Sunday, 21st December, 1817
Our great south land has gone through a few name changes over the centuries. In the 1500s we were known as Terra Australis Incognita — the unknown southern land — and was charted as rather a large blob covering much of the southern hemisphere (see map). It is interesting how much detail is on the rest of the world’s continents in comparison.
When the Dutch came by in 1644, Abel Tasman named our continent New Holland (Nova Hollandia), after his homeland. That name stuck for at least 180 years.
In 1770, when Captain James Cook landed on the east coast, he claimed the land as British and named it New South Wales. This included what is now Queensland, Victoria and Tasmania. Any land claimed by the British from then on was called New South Wales, the rest remaining as New Holland — basically Western Australia.

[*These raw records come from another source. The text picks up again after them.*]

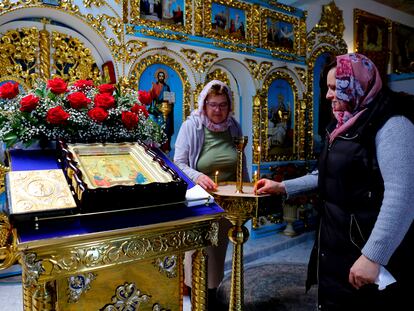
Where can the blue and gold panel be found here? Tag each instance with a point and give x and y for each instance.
(227, 20)
(168, 14)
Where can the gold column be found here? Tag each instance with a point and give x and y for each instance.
(199, 293)
(238, 234)
(44, 55)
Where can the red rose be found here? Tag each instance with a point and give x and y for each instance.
(9, 90)
(57, 85)
(129, 119)
(82, 84)
(106, 88)
(57, 116)
(78, 100)
(98, 114)
(138, 109)
(104, 101)
(29, 103)
(144, 97)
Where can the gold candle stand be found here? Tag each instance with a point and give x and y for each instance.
(239, 207)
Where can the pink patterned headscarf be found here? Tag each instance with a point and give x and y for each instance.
(200, 112)
(357, 83)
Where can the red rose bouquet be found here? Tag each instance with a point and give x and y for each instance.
(81, 112)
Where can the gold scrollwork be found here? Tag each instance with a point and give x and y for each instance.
(167, 60)
(258, 71)
(127, 296)
(33, 268)
(127, 52)
(112, 252)
(97, 3)
(298, 147)
(198, 17)
(325, 37)
(199, 61)
(212, 234)
(301, 73)
(167, 265)
(79, 284)
(163, 35)
(234, 47)
(196, 93)
(69, 52)
(18, 50)
(8, 253)
(157, 307)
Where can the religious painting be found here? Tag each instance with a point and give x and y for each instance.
(280, 118)
(166, 88)
(371, 38)
(279, 31)
(107, 165)
(175, 15)
(164, 11)
(228, 20)
(402, 48)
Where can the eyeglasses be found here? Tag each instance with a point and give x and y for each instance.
(214, 105)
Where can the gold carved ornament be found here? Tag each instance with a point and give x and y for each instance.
(199, 61)
(258, 71)
(325, 37)
(159, 26)
(72, 61)
(71, 259)
(143, 64)
(297, 146)
(18, 50)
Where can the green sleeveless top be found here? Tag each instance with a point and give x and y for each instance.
(218, 154)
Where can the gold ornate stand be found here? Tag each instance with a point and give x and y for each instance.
(239, 207)
(138, 266)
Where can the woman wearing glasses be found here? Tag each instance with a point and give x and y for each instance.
(205, 145)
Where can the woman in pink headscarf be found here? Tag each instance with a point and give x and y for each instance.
(364, 176)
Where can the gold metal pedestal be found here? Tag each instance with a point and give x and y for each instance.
(239, 207)
(140, 267)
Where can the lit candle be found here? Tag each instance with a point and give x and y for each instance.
(258, 162)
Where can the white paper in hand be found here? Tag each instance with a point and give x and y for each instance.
(384, 278)
(197, 196)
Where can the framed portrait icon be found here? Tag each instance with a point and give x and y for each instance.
(170, 14)
(228, 20)
(279, 31)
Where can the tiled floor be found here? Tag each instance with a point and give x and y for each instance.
(271, 249)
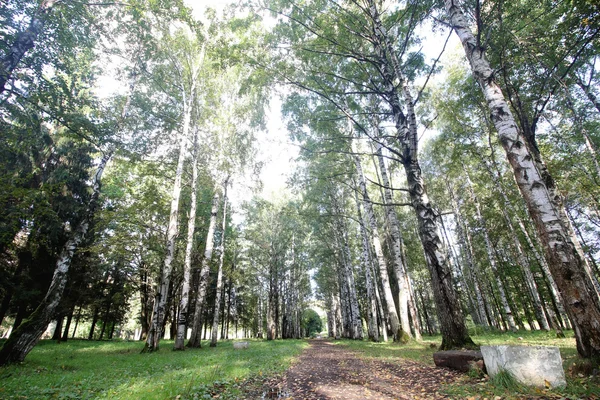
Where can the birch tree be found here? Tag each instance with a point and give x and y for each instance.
(561, 247)
(188, 74)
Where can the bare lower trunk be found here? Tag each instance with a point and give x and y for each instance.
(452, 325)
(399, 268)
(195, 337)
(506, 310)
(215, 327)
(182, 320)
(480, 314)
(521, 257)
(25, 337)
(161, 297)
(565, 258)
(372, 330)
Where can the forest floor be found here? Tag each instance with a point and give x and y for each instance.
(326, 370)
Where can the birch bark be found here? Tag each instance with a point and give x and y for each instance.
(565, 258)
(215, 327)
(468, 255)
(372, 330)
(453, 328)
(182, 319)
(381, 262)
(162, 293)
(399, 267)
(507, 312)
(521, 257)
(196, 334)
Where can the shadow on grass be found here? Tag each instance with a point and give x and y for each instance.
(116, 370)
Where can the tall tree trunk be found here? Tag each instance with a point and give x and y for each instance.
(399, 334)
(65, 335)
(24, 338)
(521, 257)
(161, 296)
(399, 268)
(182, 320)
(215, 327)
(506, 310)
(453, 328)
(350, 299)
(563, 252)
(372, 330)
(467, 251)
(13, 283)
(24, 41)
(144, 300)
(195, 337)
(76, 323)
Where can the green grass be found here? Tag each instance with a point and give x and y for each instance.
(579, 385)
(116, 370)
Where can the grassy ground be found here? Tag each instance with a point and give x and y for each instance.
(116, 370)
(82, 369)
(580, 385)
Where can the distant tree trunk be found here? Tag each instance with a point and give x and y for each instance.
(399, 334)
(195, 337)
(65, 335)
(76, 323)
(94, 321)
(10, 291)
(372, 330)
(161, 296)
(467, 250)
(58, 329)
(27, 335)
(24, 41)
(182, 321)
(507, 312)
(215, 327)
(521, 257)
(144, 300)
(563, 252)
(453, 328)
(399, 268)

Matthew Flinders explored the Australian coastline in the early 1800s. In his notes and charts he used the term Australia based on the original title for the southern land. He published the account of this voyage in 1814, in which he proposed the name change, ‘being more agreeable to the ear, and as an assimilation to the names of the other great portions of the earth.’
Governor Lachlan Macquarie obviously agreed with this proposal and in an official dispatch to England on 21st December, 1817, he recommended the name change to the British Admiralty. Yet, it was still another seven years before it was officially sanctioned.
Personally, I like the name Australia over its predecessors. How about you?